AmebaD + RTL8720DN SSL socket data receive problem

Hi,
I use AmebaD SDK where I enabled SSL sockets and control them via AT commands. I use external HTTP library on my host to download some file from HTTP/HTTPS server. When I download it via TCP socket, everything goes well. When I do it through SSL socket (requests and download flow from host point of view is the same - I use the same AT commands) file is downloaded to about 97% and then ATPR command returns that there is no more data.

When downloading files from the same server through browser, or my own python script everything works perfectly. I also tested different files with different sizes and no matter the file size if it’s 300kB or 500kB the download stops at about 97%.

I made some tests regarding different ATPR recv sizes and here’s what I discovered:

			dl_test.txt - Content Length: 457800 B, ATPR buffer size: 256 B
			dl_test: No more data! Remaining length: 15583, bytes received: 442217, missing: 3,40%.
			
			dl_test.txt - Content Length: 457800 B, ATPR buffer size: 2048 B
			dl_test: No more data! Remaining length: 13791, bytes received: 444009, missing: 3,01%.
			
			dl_test.txt - Content Length: 457800 B, ATPR buffer size: 3072 B
			dl_test: No more data! Remaining length: 12767, bytes received: 445033, missing: 2,78%.
			
			dl_test.txt - Content Length: 457800 B, ATPR buffer size: 3996 B
			dl_test: No more data! Remaining length: 11843, bytes received: 445957, missing: 2,58%.

Seems like download is failing at the same point each time, remaining length difference between each cases is the same as buffer size difference (15583-13791 == |256 - 2048| etc.) File contains only text data (repeating “DownloadTest1234\r\n” through whole file).

For SSL support I use MBEDTLS.

Any hints on what might be the reason or what should I check or test?

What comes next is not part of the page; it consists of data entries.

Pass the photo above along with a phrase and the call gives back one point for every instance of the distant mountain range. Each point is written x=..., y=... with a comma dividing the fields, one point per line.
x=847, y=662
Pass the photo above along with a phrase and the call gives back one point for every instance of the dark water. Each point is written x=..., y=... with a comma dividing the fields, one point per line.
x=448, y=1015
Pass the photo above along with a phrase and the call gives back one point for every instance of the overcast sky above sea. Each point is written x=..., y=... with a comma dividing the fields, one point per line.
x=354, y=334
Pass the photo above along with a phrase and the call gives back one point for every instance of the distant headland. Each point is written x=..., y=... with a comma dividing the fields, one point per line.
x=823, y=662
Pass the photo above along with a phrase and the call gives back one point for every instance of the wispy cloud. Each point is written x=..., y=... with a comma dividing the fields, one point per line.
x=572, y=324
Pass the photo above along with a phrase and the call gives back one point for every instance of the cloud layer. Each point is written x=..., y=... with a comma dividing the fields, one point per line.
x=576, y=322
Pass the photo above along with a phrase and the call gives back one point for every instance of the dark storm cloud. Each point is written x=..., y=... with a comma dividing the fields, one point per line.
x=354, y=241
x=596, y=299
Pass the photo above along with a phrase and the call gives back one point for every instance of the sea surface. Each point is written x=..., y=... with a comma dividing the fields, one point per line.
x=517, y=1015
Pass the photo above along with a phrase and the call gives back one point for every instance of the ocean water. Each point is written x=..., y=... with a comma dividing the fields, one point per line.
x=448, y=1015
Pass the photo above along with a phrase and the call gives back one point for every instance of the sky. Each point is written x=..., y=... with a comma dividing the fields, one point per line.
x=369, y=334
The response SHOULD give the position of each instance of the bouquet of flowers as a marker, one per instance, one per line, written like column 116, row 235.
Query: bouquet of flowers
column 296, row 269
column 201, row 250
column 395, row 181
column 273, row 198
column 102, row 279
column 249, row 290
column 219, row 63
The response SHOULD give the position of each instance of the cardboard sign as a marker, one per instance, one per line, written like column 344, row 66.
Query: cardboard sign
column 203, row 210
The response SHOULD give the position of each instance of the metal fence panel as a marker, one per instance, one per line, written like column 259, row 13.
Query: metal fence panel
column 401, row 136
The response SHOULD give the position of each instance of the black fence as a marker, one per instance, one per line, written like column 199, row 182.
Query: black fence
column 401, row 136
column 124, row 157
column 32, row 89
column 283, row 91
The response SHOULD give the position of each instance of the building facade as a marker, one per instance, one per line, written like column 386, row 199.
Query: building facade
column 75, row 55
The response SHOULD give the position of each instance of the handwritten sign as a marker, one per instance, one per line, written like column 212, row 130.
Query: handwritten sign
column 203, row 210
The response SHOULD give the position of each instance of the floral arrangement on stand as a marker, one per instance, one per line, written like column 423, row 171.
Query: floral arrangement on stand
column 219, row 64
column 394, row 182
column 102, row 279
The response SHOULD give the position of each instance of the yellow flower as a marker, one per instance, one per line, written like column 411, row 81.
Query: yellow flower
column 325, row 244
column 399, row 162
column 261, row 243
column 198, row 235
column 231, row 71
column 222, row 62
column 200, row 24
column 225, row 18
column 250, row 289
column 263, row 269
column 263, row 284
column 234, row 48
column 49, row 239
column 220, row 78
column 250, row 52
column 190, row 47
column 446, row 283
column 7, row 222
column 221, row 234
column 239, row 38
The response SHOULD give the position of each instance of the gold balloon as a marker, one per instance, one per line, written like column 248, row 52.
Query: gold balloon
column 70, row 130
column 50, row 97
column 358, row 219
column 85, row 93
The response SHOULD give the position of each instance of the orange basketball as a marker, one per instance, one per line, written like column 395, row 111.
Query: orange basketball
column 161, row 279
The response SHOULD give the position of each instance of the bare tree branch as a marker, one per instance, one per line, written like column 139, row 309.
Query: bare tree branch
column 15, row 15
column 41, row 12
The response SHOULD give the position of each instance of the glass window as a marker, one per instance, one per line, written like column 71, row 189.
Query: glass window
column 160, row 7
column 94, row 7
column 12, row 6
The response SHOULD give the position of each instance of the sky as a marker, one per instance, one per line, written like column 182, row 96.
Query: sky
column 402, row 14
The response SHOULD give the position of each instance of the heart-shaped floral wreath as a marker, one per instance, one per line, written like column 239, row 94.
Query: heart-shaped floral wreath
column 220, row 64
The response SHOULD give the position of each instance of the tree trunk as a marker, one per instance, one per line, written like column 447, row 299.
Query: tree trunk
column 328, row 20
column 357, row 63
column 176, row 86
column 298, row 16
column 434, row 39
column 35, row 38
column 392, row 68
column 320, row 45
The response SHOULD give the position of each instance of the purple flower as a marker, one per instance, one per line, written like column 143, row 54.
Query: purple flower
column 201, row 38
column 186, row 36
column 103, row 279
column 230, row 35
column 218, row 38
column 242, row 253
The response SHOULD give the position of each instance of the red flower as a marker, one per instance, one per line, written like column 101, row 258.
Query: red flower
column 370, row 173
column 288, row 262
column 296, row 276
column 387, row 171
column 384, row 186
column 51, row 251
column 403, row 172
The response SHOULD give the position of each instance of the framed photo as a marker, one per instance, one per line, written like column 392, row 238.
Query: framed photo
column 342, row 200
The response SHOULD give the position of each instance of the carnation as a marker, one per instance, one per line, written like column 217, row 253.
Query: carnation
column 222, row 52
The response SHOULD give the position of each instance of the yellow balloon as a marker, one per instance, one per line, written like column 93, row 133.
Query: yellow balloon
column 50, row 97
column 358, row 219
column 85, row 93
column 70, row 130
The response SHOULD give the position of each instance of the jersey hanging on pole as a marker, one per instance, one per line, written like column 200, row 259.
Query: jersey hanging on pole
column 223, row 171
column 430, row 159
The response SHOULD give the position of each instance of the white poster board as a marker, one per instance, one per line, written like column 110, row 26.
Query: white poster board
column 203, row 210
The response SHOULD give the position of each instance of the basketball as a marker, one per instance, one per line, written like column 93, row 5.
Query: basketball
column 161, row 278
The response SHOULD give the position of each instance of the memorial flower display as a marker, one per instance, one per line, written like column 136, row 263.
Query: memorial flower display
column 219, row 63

Hi @kilimanjaro please share your device info and software info first, so we can better assist you, for example,

  • Board model
  • SDK version and where it’s from

@xidameng
I use BW16 module and release branch (or master as it is named now) that was recommended to me here RTL8720DN/BW16 firmware boot problem. Atcmd version is v2.2.1 and SDK version is v3.5.

I made some modifications to this SDK including:

  • Support for UART ATcmds and SSL via ATcmds (defines and pin changes only)

  • Support for SSL client example (defines only) and provided my own certificate

  • Extended LOG_SERVICE_BUFLEN to 4200 and STACKSIZE to 4800 of log_service to support larger buffers

  • Changes in ATSO command to support HTTPS OTA update

That’s everything that was changed and the only place I touched SSL is providing my own cert for MQTT connection which shouldn’t affect download process.

  • Extended LOG_SERVICE_BUFLEN to 4200 and STACKSIZE to 4800 of log_service to support larger buffers
  • is LOG_SERVICE_BUFLEN that which is defined in platform_opts.h?
  • In which file is the stacksize of log_service changed?
  • can you provide more details on the commands you run in the testing process? from my testing, ATPR only receives data once, up to the buffer limit. Are you using the auto receive mode ATPK for downloading the file?
  • Yes, it’s in platform_opts.h
  • \component\common\api\at_cmd\log_service.c line 467
  • I run ATPC to open SSL socket, then ATPT for http requests and ATPR for polling for data. I don’t use ATPK at all.
    When I download files this way through TCP socket everything works perfectly.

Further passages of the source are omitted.